Court Opinion

ID: 8829492
Source: CourtListenerOpinion
Date Created: 2022-11-26 15:58:14.694921+00
Date Added: 2024-06-11T17:04:52.791666
License: Public Domain

DOOLING, District Judge.
Petitioner applies for admission to this country as the minor son of a resident merchant. He was denied admission on the ground that the relationship was not satisfactorily established. The chief difficulty was certain discrepancies between the testimony of the applicant and that of the alleged father as to the age and marriage of applicant’s elder brother. Applicant presented a petition for a writ of habeas corpus to this court, which was denied in July of this year. Thereafter the attorney for applicant secured an order from the department to reopen the case for the purpose of presenting additional testimony.

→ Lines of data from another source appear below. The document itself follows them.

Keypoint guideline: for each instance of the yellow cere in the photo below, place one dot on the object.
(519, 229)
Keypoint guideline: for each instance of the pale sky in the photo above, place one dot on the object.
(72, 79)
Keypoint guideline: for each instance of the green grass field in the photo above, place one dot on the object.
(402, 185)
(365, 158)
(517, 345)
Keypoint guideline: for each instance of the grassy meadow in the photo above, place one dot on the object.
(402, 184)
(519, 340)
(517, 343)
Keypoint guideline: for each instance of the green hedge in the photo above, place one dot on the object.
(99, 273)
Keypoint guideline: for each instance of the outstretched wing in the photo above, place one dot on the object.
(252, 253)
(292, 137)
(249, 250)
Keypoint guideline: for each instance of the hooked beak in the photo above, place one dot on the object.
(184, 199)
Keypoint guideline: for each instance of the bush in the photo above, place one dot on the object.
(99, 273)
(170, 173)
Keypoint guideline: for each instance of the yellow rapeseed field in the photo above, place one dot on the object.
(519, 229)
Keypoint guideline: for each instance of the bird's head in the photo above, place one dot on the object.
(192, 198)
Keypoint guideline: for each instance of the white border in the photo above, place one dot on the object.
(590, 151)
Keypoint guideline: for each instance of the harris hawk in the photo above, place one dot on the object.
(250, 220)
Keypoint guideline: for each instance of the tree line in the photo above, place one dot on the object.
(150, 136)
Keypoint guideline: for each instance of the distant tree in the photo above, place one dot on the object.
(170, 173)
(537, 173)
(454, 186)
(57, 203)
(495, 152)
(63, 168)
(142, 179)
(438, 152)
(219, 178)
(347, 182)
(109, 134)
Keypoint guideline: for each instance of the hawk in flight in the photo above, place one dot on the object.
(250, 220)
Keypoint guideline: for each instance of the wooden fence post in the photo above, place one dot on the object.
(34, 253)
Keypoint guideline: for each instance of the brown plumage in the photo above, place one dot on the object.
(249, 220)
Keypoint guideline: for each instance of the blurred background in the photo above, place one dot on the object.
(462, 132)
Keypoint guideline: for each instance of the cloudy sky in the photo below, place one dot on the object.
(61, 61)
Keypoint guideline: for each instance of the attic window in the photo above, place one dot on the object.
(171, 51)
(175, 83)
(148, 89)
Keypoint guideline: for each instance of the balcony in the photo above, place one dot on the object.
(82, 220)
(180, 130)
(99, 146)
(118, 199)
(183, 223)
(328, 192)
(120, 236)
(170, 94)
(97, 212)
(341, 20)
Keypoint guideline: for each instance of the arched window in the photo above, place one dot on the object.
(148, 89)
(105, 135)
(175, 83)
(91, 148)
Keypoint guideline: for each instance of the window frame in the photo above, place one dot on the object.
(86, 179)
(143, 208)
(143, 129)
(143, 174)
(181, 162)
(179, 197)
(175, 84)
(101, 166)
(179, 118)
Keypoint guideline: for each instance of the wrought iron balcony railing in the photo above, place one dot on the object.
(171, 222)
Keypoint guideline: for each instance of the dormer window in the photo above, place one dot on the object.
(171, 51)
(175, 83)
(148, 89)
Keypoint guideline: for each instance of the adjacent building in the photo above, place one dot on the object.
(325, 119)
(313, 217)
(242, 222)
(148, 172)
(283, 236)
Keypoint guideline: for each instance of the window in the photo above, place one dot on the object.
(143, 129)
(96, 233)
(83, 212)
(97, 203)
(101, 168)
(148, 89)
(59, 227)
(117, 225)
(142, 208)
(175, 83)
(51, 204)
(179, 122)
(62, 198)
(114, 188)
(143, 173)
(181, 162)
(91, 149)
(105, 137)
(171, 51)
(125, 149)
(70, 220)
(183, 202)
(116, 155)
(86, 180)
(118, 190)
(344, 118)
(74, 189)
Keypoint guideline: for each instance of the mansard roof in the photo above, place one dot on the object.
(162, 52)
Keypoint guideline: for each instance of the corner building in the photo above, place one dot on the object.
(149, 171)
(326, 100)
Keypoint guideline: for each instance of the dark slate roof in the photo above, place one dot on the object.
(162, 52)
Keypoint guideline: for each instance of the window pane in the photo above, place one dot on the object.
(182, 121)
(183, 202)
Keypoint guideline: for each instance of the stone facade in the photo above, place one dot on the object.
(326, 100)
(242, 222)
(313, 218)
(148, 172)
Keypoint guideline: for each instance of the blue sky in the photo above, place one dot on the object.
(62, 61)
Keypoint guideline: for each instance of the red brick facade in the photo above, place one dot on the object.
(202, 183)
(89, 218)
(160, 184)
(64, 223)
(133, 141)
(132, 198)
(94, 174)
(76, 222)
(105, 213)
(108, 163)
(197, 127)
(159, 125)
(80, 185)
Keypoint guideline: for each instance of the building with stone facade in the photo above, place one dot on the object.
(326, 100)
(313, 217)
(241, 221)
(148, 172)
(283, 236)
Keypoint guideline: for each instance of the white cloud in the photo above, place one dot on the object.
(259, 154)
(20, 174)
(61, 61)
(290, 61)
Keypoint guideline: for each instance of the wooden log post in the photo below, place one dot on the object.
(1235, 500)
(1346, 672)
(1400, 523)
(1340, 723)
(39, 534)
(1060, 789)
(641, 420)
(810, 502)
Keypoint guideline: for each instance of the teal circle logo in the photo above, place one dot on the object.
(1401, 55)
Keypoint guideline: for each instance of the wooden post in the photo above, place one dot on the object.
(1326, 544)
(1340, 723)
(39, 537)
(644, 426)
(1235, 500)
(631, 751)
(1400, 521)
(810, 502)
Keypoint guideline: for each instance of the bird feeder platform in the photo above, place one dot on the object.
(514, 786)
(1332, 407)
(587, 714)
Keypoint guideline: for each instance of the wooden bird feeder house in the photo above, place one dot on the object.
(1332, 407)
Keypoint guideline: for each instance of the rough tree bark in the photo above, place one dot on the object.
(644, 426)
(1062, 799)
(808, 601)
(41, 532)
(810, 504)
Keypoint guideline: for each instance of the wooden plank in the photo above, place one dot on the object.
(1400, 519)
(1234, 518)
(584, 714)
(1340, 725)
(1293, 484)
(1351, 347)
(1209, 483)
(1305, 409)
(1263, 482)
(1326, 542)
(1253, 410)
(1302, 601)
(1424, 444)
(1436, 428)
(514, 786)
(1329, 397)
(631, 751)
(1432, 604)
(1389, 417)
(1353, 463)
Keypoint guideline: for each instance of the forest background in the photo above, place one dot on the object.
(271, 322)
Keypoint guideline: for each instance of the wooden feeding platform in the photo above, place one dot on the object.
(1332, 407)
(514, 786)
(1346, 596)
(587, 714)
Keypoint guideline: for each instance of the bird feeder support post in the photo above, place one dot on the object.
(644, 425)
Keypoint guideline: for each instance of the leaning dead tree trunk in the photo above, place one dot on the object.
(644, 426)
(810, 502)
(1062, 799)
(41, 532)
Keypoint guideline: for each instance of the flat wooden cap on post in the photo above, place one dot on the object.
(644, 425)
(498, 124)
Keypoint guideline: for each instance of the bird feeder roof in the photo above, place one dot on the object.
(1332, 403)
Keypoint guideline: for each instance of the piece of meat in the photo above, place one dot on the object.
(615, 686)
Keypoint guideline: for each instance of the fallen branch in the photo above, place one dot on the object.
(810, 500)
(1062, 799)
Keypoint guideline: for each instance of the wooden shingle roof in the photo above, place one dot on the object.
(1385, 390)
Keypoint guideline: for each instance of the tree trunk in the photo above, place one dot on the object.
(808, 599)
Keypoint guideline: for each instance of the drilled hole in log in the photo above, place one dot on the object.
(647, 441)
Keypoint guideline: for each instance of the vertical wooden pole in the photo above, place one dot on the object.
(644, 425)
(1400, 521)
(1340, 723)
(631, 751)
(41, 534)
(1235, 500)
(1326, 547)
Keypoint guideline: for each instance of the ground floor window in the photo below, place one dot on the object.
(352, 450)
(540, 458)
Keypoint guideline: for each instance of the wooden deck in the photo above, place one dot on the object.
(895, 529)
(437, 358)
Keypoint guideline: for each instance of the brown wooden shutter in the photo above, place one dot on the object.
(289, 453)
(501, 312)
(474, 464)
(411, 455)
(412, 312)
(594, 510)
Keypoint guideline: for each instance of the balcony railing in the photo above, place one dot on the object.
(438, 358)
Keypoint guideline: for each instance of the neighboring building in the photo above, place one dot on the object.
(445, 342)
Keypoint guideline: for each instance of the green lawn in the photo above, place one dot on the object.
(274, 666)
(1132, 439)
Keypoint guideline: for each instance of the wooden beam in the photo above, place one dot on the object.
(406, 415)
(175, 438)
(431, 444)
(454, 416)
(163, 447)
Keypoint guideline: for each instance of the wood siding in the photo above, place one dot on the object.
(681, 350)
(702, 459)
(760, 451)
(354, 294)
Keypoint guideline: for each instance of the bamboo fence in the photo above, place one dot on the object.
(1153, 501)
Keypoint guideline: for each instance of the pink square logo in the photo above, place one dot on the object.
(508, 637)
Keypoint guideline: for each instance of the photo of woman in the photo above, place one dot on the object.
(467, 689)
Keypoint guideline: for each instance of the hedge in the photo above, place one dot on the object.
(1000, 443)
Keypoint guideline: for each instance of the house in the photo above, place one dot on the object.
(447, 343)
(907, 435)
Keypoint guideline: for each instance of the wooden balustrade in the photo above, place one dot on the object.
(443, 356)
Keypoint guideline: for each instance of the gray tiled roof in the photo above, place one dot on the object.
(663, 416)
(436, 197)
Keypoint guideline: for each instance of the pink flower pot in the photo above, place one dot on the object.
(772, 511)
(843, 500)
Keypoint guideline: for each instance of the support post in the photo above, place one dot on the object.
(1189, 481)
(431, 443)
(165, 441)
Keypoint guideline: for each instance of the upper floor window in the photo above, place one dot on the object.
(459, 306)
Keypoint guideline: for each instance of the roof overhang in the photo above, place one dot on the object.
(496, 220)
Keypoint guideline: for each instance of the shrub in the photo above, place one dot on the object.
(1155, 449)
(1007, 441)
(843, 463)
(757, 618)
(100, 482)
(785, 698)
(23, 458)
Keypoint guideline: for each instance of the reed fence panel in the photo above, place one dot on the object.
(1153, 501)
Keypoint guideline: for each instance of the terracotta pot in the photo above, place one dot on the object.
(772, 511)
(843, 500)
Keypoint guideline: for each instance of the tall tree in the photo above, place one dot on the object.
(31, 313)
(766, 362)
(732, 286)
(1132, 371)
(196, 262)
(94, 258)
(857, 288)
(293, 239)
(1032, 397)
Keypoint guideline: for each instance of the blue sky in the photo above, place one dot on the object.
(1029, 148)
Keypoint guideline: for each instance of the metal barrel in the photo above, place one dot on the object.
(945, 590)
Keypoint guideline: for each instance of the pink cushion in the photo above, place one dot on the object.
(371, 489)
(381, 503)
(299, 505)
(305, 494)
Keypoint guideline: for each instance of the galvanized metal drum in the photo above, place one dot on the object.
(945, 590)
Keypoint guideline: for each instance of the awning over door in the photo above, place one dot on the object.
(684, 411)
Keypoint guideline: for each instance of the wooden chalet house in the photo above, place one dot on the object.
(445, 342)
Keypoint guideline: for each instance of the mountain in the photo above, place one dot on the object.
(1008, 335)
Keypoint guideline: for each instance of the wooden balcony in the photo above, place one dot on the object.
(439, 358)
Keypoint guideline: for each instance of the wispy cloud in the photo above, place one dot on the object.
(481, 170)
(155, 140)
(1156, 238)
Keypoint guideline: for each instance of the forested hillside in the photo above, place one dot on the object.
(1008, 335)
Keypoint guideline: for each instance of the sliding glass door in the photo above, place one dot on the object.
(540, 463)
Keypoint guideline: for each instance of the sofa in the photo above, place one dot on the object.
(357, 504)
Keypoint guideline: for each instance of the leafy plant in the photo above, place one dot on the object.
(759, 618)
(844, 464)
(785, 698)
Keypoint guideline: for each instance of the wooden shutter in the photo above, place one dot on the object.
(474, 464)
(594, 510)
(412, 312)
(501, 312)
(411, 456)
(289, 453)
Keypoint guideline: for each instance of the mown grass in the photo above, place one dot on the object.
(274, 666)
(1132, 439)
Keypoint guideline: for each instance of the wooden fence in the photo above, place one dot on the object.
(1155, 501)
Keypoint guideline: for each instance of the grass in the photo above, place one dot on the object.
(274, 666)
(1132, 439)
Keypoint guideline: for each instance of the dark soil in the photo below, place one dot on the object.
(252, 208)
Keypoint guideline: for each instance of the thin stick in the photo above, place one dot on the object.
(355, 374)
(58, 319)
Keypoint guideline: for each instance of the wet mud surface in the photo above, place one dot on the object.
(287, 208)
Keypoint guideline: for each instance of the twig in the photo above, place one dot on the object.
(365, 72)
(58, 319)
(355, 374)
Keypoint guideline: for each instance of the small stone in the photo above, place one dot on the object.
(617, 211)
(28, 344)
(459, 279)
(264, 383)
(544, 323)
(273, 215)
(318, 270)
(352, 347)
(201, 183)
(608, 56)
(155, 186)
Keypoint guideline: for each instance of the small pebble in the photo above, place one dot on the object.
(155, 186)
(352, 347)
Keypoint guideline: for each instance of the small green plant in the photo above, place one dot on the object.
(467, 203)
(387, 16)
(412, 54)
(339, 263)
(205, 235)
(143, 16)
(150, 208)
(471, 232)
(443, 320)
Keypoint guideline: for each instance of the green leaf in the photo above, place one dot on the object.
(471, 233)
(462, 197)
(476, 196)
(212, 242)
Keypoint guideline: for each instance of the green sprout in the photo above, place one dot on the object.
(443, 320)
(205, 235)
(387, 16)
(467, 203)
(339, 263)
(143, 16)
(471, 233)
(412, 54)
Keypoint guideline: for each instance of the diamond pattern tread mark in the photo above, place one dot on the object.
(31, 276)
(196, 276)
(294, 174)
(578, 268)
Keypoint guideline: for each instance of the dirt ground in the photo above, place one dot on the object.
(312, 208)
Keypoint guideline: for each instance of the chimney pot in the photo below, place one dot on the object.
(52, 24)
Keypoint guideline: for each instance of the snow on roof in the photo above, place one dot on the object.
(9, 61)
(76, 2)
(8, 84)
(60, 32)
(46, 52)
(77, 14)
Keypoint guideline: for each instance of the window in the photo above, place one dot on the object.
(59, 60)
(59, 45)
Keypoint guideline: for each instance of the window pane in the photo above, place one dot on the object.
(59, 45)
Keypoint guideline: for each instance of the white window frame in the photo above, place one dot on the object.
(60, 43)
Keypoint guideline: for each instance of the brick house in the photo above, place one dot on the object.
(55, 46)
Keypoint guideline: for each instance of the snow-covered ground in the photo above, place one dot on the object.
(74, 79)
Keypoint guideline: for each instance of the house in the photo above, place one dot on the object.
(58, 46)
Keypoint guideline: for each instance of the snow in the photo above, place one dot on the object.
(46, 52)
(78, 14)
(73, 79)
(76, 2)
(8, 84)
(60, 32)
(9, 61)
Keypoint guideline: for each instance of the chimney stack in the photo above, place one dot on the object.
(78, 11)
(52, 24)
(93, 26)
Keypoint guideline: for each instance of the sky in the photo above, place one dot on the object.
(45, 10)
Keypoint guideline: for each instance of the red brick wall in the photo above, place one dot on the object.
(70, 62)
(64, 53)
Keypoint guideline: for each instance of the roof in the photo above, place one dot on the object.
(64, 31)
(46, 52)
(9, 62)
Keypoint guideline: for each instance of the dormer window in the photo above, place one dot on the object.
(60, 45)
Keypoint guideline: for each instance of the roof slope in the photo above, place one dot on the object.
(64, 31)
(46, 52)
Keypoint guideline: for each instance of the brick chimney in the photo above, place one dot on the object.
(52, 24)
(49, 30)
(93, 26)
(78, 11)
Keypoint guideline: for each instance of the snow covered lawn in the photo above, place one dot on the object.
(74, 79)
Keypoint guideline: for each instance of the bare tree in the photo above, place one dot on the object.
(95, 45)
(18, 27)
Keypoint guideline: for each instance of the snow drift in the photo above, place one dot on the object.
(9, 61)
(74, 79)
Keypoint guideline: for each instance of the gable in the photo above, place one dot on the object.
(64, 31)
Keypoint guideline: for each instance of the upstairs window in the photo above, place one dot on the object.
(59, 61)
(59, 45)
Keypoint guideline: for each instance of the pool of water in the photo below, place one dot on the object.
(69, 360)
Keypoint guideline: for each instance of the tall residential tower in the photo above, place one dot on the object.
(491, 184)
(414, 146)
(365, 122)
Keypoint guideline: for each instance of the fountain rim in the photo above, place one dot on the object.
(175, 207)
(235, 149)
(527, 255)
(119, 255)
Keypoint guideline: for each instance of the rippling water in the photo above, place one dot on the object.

Among other things an affidavit of the father was presented as a basis for the application to reopen the case. While the case was under consideration before the local immigration office, the father was again called as a witness and examined by the inspector, who apparently studiously avoided asking any question concerning the age and marriage of the elder son, or the discrepancies between his testimony and that of the applicant in relation thereto. Nor was the son asked any questions which would tend to throw any light upon this apparently controlling factor of the case. ■ Needless, to say, these examinations were conducted in the absence of the attorney. Nor was the attorney, although earnestly requesting it, permitted to see the applicant, so as to obtain *546from him, if possible, an explanation of the discrepancies in question, thát the same might be presented to the department in the form of a supplementary affidavit. The rules do not permit an inspection of the record by the attorney until after a denial of the right to entry, at which time, of course, the case is closed.
The local office would neither, although earnestly requested by counsel to do so, examine the applicant at the rehearing upon the points in question nor permit counsel to confer with him and obtain his affidavit. The affidavit, if obtained, may not have been convincing, but it seems to me to come under the head of “additional evidence.” Additional evidence is quite a different thing from evidence of an additional witness. The point involved seems to me to be covered by the decision of the Court of Appeals of this Circuit in the case of Ma Shee v. White, 242 Fed. 868, 155 C. C. A. 456, in which the court says:
“Now, it being her right to submit such * * * further evidence, the applicant is in no position to avail herself of its benefit, unless she can communicate with her counsel, who have read the testimony contained in the record of exclusion, to the end that by affidavit or supplementary statement she may set forth the new or additional evidence upon which she may rely. To hold that a Chinese woman should herself make the showing would be absurd, and, moreover, every rule of fair procedure would indicate that the presentation of such new evidence to be considered on appeal may be by the applicant’s counsel.”
Here the local office would neither themselves question the father or the son upon the important matters referred to, nor allow counsel to be present and do so, nor allow him the opportunity to see the applicant for the purpose of obtaining an affidavit or supplementary statement. The principle involved seems to me to be identical with that passed upon in the Ma Shee Case, and the demurrer to the petition will therefore be overruled.
Let the writ issue, returnable December 18, 1922, at 10 o’clock a. m.